Ali Larijani, homme-clé du régime iranien et ancien négociateur sur le nucléaire, est présenté comme pragmatique et capable de négocier avec l’Occident. Conservateur mais ouvert aux réformateurs, il pourrait piloter la transition après la mort d’Ali Khamenei.

Ali Larijani est l’un des hommes‑clés du régime iranien.

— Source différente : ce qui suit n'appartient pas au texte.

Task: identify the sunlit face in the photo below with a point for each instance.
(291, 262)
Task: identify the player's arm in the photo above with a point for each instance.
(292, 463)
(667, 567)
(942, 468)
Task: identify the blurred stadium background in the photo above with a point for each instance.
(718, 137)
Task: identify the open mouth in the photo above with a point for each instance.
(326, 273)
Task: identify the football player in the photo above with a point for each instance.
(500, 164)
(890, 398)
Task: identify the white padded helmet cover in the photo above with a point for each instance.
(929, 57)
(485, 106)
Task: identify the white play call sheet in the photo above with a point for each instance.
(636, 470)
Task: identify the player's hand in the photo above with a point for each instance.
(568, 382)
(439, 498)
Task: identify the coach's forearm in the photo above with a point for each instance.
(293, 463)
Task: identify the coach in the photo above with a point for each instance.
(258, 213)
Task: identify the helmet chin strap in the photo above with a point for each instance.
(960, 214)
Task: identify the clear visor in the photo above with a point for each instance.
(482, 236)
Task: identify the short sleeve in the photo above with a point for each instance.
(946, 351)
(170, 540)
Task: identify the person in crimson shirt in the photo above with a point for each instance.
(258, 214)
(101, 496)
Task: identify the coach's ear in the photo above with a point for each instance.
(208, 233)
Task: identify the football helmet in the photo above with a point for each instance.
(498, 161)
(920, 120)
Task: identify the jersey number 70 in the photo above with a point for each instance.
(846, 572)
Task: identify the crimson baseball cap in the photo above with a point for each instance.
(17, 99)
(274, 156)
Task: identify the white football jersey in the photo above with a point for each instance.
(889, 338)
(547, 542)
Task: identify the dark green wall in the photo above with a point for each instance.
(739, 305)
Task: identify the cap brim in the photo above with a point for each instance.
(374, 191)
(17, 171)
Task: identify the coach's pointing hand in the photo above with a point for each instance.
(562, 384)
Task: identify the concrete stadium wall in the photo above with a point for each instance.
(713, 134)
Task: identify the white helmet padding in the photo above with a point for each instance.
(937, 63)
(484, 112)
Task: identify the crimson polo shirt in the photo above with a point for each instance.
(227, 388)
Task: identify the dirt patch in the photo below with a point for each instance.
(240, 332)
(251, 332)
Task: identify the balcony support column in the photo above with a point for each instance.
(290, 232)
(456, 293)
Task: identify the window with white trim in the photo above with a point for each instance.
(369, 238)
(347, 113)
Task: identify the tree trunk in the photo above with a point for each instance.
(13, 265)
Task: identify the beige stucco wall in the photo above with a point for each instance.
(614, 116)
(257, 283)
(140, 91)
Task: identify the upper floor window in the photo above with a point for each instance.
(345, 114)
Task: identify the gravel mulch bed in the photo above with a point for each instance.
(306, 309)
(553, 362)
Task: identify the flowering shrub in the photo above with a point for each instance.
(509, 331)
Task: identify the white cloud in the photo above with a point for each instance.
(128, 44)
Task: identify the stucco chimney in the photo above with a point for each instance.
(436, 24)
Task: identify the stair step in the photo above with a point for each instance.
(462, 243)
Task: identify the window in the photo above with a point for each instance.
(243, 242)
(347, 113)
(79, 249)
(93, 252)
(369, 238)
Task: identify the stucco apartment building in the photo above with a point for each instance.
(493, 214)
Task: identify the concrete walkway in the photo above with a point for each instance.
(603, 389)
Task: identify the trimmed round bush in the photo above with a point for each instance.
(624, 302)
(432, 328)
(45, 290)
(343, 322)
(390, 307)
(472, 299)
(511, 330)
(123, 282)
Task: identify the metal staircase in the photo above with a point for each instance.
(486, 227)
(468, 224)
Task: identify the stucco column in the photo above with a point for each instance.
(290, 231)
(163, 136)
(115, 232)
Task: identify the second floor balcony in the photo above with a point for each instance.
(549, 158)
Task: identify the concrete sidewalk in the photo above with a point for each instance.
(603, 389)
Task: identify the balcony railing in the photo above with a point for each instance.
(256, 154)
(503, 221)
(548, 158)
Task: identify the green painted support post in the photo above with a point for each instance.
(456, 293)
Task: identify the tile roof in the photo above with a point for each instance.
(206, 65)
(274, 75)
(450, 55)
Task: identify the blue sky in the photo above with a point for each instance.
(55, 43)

C’est lui qui a annoncé, ce dimanche 1er mars, le début du processus de transition au lendemain de la mort d’Ali Khamenei.
Secrétaire du Conseil suprême de la sécurité nationale, il pourrait entrer dans les petits papiers des Américains, selon plusieurs médias américains.
Ancien membre des Gardiens de la Révolution
Présenté comme un pragmatique à la recherche de solutions diplomatiques, Ali Larijani reste cependant très ferme sur la répression sanglante des manifestations et virulent dans ses propos contre les Occidentaux et Israël.
Il est toutefois considéré comme l’un des rares au sein du régime capable de trouver un terrain d’entente sur le nucléaire. Ancien membre des Gardiens de la Révolution, il a été négociateur en chef sur le nucléaire iranien dans les années 2000.

Sa fille vit aux États-Unis
Il a occupé les postes les plus stratégiques du régime, mais n’a jamais pu se présenter à la présidentielle, sans doute parce que sa fille vit aux États-Unis. Auteur de plusieurs livres sur Emmanuel Kant, il appartient à une famille de grands notables de la République islamique.
Traditionnellement rattaché au camp des conservateurs, il sait néanmoins nouer des liens avec les réformateurs, notamment sur les questions économiques et de relations internationales.
Aujourd’hui, il semble le mieux placé pour entamer des négociations : mettre fin aux frappes contre l’abandon du programme nucléaire, sans remettre en cause le régime.